Lorsque nous allons à Londres, Fabrice et moi ne manquons jamais de courir les librairies, notamment de livres d’occasion, pour ramener en France un peu (beaucoup) de littérature en anglais.

Il y a cinq ans, deux Kingsley Amis (1922-1995) ont ainsi traversé la Manche : Lucky Jim, son premier roman de 1954, et The Old Devils de 1986, qui lui avait fait gagner le Booker Prize. Malgré sa connaissance quasi encyclopédique du roman comique britannique, Fabrice n’avait jamais lu cet auteur. J’avais essayé moi aussi à l’époque, mais The Old Devils m’avait rebuté par sa difficulté, et je le délaissai à mi-parcours. Je voyais depuis Kingsley Amis comme un écrivain conservateur, râleur, porté sur le sexe et fortement alcoolique. D’où cette image excessivement négative (et globalement fausse) avait-elle bien pu me venir ?

Il y a deux semaines, j’étais contraint à une longue attente à l’aéroport de Francfort. Je suis tombé par hasard sur un essai posthume de Kingsley Amis, The King’s English, publié par son fils Martin en 1997 ; je l’achetai immédiatement.

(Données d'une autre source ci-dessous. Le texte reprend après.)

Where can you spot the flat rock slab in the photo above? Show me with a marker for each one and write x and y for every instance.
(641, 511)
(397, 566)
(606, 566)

Le livre est tout à la fois un glossaire, avec des entrées classées par ordre alphabétique, une digression sur la langue anglaise et un recueil de conseils et consignes pour bien écrire et parler l’anglais, parsemé de souvenirs de l’auteur. Amis s’appuie sur un grand classique anglais, le Dictionary of Modern English Usage de Fowler (1926), qu’il cite et commente abondamment, ce livre-là étant lui aussi bourré de witticisms. Les nombreux passages où Amis explique comment tel mot ou expression doivent se prononcer et s’accentuer sont très drôles.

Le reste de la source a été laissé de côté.